Just got home from Veterans doctor appt. My primary care doctor said he would do all he can to help me with my claim for Hep-c. I think he was genuinely sincere. Apologised for letting me slip through the cracks and delaying treatment for 8-9 months. Set me an appt in two weeks for a hepotoligist to determine treatment protocol.  Good news I hope.
NOD
Avatar / PictureManager
Registered: 11/22/08
Posts: 652
05/01/10 #11

Good deal. Most (but not all) Personal Care docs will be glad to help you, but to win, you’re gonna have to play by their rules. You need to have the nexus letter from your doc. In it, he has to set forth a clear and convincing argument that your HCV is service connected.

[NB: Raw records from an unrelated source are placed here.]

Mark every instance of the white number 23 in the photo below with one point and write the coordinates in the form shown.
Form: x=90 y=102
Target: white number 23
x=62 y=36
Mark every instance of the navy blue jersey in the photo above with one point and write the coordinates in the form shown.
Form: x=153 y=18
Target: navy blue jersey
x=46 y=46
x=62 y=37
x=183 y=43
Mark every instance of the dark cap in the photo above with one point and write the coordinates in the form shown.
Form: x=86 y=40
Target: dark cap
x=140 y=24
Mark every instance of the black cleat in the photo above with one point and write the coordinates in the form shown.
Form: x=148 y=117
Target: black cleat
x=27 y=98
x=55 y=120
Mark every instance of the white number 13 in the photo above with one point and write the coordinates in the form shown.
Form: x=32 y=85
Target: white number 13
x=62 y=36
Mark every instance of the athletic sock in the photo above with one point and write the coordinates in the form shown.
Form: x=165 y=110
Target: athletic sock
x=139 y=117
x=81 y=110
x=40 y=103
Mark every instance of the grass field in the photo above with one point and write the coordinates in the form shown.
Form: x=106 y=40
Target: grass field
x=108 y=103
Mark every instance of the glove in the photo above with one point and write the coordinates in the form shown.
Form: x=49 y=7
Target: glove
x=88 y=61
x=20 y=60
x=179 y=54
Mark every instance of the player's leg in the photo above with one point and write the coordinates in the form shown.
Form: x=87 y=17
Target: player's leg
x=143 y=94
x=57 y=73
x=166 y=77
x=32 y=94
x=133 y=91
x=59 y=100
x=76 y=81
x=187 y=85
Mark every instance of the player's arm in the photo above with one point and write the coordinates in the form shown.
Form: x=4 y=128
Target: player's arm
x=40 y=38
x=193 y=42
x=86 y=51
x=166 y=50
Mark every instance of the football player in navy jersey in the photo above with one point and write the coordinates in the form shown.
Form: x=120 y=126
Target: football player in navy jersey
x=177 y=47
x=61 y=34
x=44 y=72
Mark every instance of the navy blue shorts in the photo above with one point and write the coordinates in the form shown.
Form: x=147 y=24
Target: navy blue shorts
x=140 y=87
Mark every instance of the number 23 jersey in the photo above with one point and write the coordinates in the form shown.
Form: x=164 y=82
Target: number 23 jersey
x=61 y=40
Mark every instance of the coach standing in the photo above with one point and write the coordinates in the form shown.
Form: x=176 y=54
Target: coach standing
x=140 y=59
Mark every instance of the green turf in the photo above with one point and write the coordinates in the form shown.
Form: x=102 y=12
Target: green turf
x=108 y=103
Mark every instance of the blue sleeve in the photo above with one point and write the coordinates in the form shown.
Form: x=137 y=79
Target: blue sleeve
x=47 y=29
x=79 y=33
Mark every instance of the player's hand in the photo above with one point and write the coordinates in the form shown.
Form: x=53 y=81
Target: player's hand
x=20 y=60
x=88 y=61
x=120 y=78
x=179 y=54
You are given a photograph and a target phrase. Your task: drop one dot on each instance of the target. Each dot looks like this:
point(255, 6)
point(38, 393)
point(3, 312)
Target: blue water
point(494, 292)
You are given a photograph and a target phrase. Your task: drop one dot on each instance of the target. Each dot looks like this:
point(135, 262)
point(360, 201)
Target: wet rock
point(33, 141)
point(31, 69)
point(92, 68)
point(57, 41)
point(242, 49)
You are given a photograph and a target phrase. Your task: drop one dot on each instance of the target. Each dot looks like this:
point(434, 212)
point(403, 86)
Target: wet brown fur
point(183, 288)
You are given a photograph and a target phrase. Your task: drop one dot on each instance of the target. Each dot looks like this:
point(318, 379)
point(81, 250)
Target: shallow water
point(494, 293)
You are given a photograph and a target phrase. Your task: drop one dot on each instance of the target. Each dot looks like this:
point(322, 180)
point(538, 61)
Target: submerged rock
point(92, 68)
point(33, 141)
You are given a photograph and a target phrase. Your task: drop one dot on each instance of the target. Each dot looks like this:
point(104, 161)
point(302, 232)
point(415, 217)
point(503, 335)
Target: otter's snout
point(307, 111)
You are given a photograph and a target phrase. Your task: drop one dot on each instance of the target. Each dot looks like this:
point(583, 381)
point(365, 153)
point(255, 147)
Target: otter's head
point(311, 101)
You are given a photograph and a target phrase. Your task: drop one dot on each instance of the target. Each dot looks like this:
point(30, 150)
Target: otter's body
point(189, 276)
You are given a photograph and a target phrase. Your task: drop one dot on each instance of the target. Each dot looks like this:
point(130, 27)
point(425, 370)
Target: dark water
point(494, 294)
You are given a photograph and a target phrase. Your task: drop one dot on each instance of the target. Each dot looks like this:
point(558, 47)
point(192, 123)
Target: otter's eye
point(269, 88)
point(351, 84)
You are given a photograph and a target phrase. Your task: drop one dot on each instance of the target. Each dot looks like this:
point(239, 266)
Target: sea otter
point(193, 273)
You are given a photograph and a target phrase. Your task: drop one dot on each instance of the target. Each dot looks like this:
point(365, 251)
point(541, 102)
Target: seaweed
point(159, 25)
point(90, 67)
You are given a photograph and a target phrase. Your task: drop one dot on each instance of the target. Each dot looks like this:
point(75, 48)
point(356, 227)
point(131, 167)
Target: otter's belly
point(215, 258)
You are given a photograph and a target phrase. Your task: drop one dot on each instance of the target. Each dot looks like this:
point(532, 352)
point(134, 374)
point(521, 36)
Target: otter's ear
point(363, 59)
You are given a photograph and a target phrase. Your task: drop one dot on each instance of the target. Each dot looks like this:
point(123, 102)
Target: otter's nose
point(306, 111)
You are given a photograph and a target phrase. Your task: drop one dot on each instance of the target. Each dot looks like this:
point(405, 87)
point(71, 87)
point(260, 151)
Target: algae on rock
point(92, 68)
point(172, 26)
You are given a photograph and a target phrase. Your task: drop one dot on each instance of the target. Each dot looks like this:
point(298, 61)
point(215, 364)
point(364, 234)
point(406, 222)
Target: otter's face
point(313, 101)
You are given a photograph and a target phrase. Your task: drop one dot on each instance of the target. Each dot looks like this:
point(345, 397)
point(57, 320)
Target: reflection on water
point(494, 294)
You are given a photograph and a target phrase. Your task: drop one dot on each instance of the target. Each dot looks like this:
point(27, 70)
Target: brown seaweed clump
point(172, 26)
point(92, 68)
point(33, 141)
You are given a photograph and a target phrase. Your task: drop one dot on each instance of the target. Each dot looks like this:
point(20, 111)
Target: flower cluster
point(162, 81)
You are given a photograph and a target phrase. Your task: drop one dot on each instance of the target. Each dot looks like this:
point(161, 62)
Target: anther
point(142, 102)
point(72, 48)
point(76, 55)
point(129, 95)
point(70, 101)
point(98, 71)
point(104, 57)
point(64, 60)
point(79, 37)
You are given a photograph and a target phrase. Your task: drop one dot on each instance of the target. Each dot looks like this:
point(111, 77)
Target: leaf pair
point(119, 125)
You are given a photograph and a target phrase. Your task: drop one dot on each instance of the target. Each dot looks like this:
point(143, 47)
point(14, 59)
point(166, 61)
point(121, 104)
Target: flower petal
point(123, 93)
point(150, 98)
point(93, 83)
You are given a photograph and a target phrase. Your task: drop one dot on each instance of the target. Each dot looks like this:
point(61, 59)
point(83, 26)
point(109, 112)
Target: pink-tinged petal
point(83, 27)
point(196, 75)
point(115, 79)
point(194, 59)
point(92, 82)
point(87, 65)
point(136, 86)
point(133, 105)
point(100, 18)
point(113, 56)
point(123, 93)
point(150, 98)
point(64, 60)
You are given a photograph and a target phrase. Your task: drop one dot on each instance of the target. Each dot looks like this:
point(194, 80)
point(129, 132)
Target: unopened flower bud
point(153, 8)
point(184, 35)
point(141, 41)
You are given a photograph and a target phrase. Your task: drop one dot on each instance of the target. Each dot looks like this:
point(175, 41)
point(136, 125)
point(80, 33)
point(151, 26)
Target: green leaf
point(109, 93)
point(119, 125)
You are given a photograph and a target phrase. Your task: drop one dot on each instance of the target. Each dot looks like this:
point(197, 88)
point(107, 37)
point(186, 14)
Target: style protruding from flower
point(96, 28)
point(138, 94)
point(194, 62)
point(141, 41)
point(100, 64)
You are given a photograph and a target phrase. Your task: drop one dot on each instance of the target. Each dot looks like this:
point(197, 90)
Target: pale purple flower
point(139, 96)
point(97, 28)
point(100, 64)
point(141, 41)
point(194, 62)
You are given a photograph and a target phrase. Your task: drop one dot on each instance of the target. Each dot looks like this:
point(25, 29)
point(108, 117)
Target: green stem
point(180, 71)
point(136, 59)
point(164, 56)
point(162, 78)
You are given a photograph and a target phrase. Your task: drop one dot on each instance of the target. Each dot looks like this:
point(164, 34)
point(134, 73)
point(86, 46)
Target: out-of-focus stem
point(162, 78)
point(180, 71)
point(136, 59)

He has to state that he has reviewed all your contemporaneous medrecs from 72-73 to present concerning hep of any flavor. Remember, nobody knew about C until 1990ish. You need a good gastrodoc with lots of letters after the M.D. but mostly, you need him to link the 73 hep with the 2010 hep. Do you know what kind of genotype it is yet? If it’s 3A or 3B you have it in the bag. Get any tattoos while you were in? STDs? Same applies. VA is going to try to make you look like a junkie or worse. Watch what you say or write down for accuracy. Don’t ever keep speaking to fill in silent spots. Attorneys try to get you to do that.2 tours in SEA?(RVN 69-71). We were both in and over there at the same time (me-70-72). I DEROSed 5/72 and got out 2/73.Thank you for your service.